House committee votes threaten Marines' plan for new heavylift helicopters and may delay JSF programme
US lawmakers have launched surprise attacks on two major aerospace development programmes – Sikorsky's CH-53X Heavy Lift Replacement (HLR) helicopter and the Lockheed Martin F-35 Joint Strike Fighter (JSF). With US secretary of defence Donald Rumsfeld volunteering to withdraw the most controversial programme cut – a proposal to terminate procurement of Lockheed's C-130J tactical transport – the Congress's first public response to the Bush administration's $419 billion defence budget request for fiscal year 2006 has shifted to other aerospace targets.
A US Marine Corps plan to buy a new heavylift helicopter fleet is facing two major setbacks. The House Armed Services Committee (HASC) has voted to dissolve the HLR programme's $272 million budget next year and merge it with a long-term development effort led by the US Army, called the Joint Heavy Lift (JHL) project. At the same time, the Senate Armed Services Committee revealed that the current budget for the HLR project has been frozen by the US Navy, due to affordability concerns.
The combined blows could cause major disruptions in the heavylift programme, which is less than a year old. The USMC signed a $103 million deal late last year with Sikorsky to start developing a new, more powerful version of the CH-53E Super Stallion, capable of lifting a 13t payload. The army's JHL effort was also launched in late 2004, seeking an aircraft that can lift a Future Combat Systems-class vehicle weighing around 20-25t.
The HASC is arguing that the USMC and army requirements "are not that different", and that the military should reduce "the number of system development programmes where it makes sense to contain costs". The committee report acknowledges that delivery schedules for the two programmes are roughly a decade apart, but insists a joint programme could phase deliveries to meet the schedule requirements of each service.
USMC officials, however, argue that the service's maritime role dictates unique requirements, such as an aircraft that can be based on the decks of its existing amphibious carriers. The CH-53X HLR has been sized to provide the maximum lift within the CH-53E's shipboard footprint, and the Marines fear that the army-led JHL will produce an aircraft incompatible with regular ship operations.
But the HASC report again dismisses these concerns, stating: "While it may not be possible for each service to include precisely the capability it desires, it must be possible to agree on the essential capabilities to be included in JHL and at the same time draft a requirement that does not in an of itself force a particular technology solution."
However, the entire debate may become moot due to the ongoing budget freeze, which is linked to a cost-growth crisis.

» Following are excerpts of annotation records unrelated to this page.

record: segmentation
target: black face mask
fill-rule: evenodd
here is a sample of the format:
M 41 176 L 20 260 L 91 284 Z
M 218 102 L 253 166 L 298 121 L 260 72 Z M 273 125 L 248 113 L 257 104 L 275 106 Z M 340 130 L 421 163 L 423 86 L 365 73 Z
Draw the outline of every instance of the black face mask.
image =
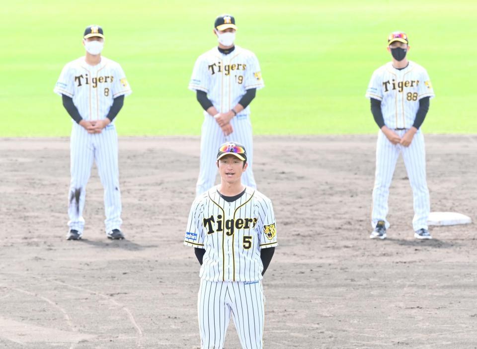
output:
M 391 54 L 397 61 L 402 61 L 406 57 L 407 49 L 403 49 L 400 47 L 396 47 L 391 49 Z

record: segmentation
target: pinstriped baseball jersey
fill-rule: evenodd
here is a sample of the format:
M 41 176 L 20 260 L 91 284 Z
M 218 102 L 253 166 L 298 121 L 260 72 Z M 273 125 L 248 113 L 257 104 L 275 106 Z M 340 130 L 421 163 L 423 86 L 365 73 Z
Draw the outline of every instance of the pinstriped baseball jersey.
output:
M 251 51 L 238 46 L 229 54 L 214 47 L 197 59 L 194 66 L 189 88 L 207 93 L 219 112 L 235 106 L 249 88 L 260 89 L 265 85 L 258 60 Z M 207 112 L 204 111 L 206 116 Z M 238 116 L 250 114 L 250 106 Z
M 250 88 L 264 87 L 258 60 L 251 51 L 236 46 L 229 54 L 215 47 L 201 55 L 194 66 L 189 88 L 207 93 L 207 96 L 219 112 L 227 112 L 235 107 Z M 219 146 L 234 141 L 243 144 L 247 151 L 248 168 L 242 177 L 245 185 L 255 188 L 253 176 L 253 145 L 250 105 L 231 120 L 233 132 L 228 136 L 215 119 L 204 111 L 201 130 L 200 169 L 196 187 L 198 196 L 214 183 L 217 169 L 215 154 Z
M 94 66 L 84 57 L 67 64 L 53 91 L 73 98 L 85 120 L 105 118 L 115 98 L 132 92 L 121 66 L 104 57 Z
M 94 66 L 87 64 L 84 57 L 67 64 L 53 91 L 72 97 L 81 118 L 86 120 L 106 118 L 114 98 L 132 92 L 121 66 L 104 57 Z M 122 223 L 115 120 L 96 134 L 89 134 L 82 126 L 73 123 L 68 225 L 80 234 L 84 227 L 82 212 L 86 185 L 95 161 L 104 188 L 106 232 L 119 229 Z
M 381 101 L 384 123 L 391 129 L 410 128 L 419 100 L 432 98 L 434 90 L 426 70 L 411 61 L 399 70 L 389 62 L 375 71 L 366 96 Z
M 192 204 L 184 244 L 206 250 L 200 274 L 203 280 L 260 280 L 260 249 L 278 245 L 271 201 L 246 187 L 240 198 L 228 202 L 214 187 Z

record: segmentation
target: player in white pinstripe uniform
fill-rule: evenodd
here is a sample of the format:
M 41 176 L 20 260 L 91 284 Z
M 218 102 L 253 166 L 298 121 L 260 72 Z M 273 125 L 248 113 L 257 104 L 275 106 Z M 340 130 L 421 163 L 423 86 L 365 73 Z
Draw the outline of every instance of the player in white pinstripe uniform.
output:
M 201 264 L 197 301 L 202 348 L 222 348 L 231 315 L 242 348 L 262 348 L 262 275 L 277 246 L 270 199 L 242 184 L 244 146 L 225 143 L 216 163 L 221 183 L 196 198 L 184 244 Z
M 371 239 L 385 239 L 390 223 L 386 219 L 389 187 L 396 162 L 401 153 L 412 189 L 414 237 L 431 239 L 427 226 L 430 211 L 426 180 L 424 136 L 420 129 L 434 96 L 426 70 L 406 57 L 407 35 L 392 33 L 388 51 L 392 62 L 376 70 L 366 92 L 371 111 L 380 130 L 376 147 L 376 171 L 373 190 Z
M 214 32 L 219 46 L 199 57 L 189 84 L 189 88 L 196 91 L 204 115 L 197 195 L 214 185 L 217 174 L 214 152 L 220 144 L 232 139 L 248 150 L 248 168 L 243 180 L 245 185 L 256 187 L 252 171 L 253 143 L 249 104 L 256 90 L 264 85 L 255 55 L 234 44 L 237 29 L 233 16 L 224 14 L 216 19 Z
M 104 38 L 101 27 L 86 28 L 85 56 L 65 66 L 54 89 L 62 96 L 63 105 L 75 121 L 70 142 L 68 240 L 79 240 L 82 235 L 86 184 L 93 161 L 104 188 L 106 236 L 112 239 L 124 238 L 120 230 L 118 136 L 114 120 L 124 96 L 132 91 L 121 66 L 101 56 Z

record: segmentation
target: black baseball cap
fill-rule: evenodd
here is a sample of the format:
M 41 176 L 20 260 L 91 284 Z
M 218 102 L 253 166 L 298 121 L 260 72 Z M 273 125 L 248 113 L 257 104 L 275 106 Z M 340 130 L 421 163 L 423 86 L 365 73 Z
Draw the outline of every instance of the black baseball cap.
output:
M 394 31 L 389 34 L 388 37 L 388 46 L 392 42 L 395 41 L 399 41 L 403 42 L 404 44 L 409 43 L 409 39 L 407 38 L 407 34 L 402 31 Z
M 224 30 L 228 28 L 237 30 L 235 25 L 235 18 L 231 14 L 221 14 L 215 19 L 214 26 L 218 30 Z
M 84 34 L 83 34 L 83 38 L 87 39 L 93 36 L 99 36 L 100 38 L 104 38 L 104 35 L 103 35 L 103 28 L 99 25 L 89 25 L 84 29 Z
M 245 147 L 236 142 L 227 142 L 219 148 L 217 160 L 226 155 L 235 155 L 242 161 L 247 162 L 247 152 Z

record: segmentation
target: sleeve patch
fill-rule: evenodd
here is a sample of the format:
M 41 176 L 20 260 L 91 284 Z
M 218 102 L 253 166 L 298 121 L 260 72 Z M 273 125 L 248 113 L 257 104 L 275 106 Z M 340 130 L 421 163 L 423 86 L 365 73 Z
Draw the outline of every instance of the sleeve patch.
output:
M 263 227 L 264 228 L 263 232 L 267 236 L 269 240 L 271 240 L 277 235 L 277 228 L 275 226 L 275 223 L 270 225 L 265 225 Z

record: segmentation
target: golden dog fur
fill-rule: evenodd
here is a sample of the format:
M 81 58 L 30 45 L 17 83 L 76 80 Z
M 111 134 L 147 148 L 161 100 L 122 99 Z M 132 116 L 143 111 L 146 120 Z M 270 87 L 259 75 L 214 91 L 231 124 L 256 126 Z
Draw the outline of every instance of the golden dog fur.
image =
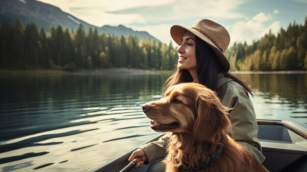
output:
M 183 164 L 191 170 L 200 160 L 207 160 L 221 145 L 223 150 L 217 161 L 200 172 L 268 172 L 249 150 L 229 136 L 230 109 L 221 103 L 214 92 L 203 85 L 188 83 L 172 86 L 163 98 L 144 107 L 145 115 L 158 125 L 178 124 L 174 128 L 152 127 L 158 132 L 172 132 L 168 153 L 163 161 L 166 172 L 183 172 L 180 168 Z

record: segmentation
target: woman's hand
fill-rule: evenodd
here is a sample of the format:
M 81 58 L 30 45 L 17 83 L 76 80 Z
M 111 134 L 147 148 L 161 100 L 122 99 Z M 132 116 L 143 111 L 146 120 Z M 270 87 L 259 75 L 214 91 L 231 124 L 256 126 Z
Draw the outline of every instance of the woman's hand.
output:
M 132 152 L 131 155 L 130 155 L 129 159 L 128 159 L 128 161 L 129 161 L 129 162 L 131 162 L 133 160 L 133 159 L 137 157 L 141 158 L 141 160 L 138 162 L 135 166 L 134 166 L 134 168 L 136 169 L 141 167 L 141 166 L 143 165 L 143 164 L 144 164 L 144 162 L 147 161 L 148 159 L 148 158 L 147 158 L 147 156 L 144 150 L 142 149 L 139 148 L 134 150 Z

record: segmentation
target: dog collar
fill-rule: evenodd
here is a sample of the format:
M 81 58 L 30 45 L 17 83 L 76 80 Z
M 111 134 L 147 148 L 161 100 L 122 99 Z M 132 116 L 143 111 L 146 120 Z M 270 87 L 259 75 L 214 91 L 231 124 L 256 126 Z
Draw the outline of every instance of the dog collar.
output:
M 184 164 L 181 166 L 181 168 L 185 171 L 198 171 L 202 170 L 205 168 L 214 164 L 217 160 L 222 154 L 222 151 L 223 150 L 223 146 L 220 146 L 215 149 L 214 153 L 209 157 L 209 159 L 207 160 L 205 160 L 203 162 L 202 160 L 198 161 L 198 165 L 194 165 L 192 169 L 189 169 L 189 165 L 186 164 Z

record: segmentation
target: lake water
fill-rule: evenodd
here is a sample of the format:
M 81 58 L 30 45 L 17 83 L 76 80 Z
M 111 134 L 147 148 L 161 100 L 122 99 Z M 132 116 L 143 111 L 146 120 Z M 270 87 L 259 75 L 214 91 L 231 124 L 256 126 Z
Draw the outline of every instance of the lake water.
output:
M 307 128 L 307 74 L 237 74 L 258 119 Z M 167 74 L 0 75 L 0 171 L 88 172 L 159 134 L 141 105 Z

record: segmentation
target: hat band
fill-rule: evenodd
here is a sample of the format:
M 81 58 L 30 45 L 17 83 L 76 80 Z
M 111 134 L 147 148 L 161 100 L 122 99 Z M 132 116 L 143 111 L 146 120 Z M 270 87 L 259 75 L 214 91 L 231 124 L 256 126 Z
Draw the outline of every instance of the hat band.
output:
M 224 53 L 224 52 L 223 51 L 223 49 L 220 46 L 219 46 L 219 45 L 216 43 L 215 41 L 214 41 L 214 40 L 213 39 L 212 39 L 212 38 L 210 37 L 210 36 L 209 36 L 207 34 L 205 33 L 203 30 L 199 29 L 198 28 L 194 27 L 192 27 L 191 28 L 192 29 L 196 30 L 198 31 L 199 32 L 200 32 L 203 33 L 203 34 L 204 34 L 205 36 L 206 36 L 208 38 L 209 38 L 209 39 L 210 39 L 210 40 L 211 40 L 211 41 L 212 41 L 212 42 L 213 43 L 213 44 L 214 44 L 215 46 L 216 46 L 216 47 L 217 47 L 217 48 L 219 49 L 220 49 L 220 50 L 221 51 L 222 51 L 222 52 Z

The USN agreed to budget for the HLR requirement, assuming a $3.5 billion price tag over the next six years. That estimate was based on a service-life extension programme for the CH-53E fleet, which was discarded last year. The current new-build effort produced a fresh cost estimate of $4.4 billion last December, which triggered the current stand-off. Navy acquisition officials are unsure whether the programme is still affordable under the six-year spending plan, and an ongoing budget review is not expected to shift the numbers greatly, further clouding the programme's future.
The HASC panel also voted to introduce a new delay for the Lockheed-led JSF programme. The US military has requested $152 million to order long-lead items next year so that it can start the low-rate initial production (LRIP) phase on time in FY07. But the HASC members objected to releasing the advance request, citing the aircraft's weight growth problem that emerged in 2004.
The committee report notes that Lockheed's solutions for the weight issue will not be tested until at least 2008, rendering an LRIP start a year earlier "premature". That provision may force a debate with the Senate panel, which did not include such a cut in its mark-up of the Bush administration's FY06 budget request.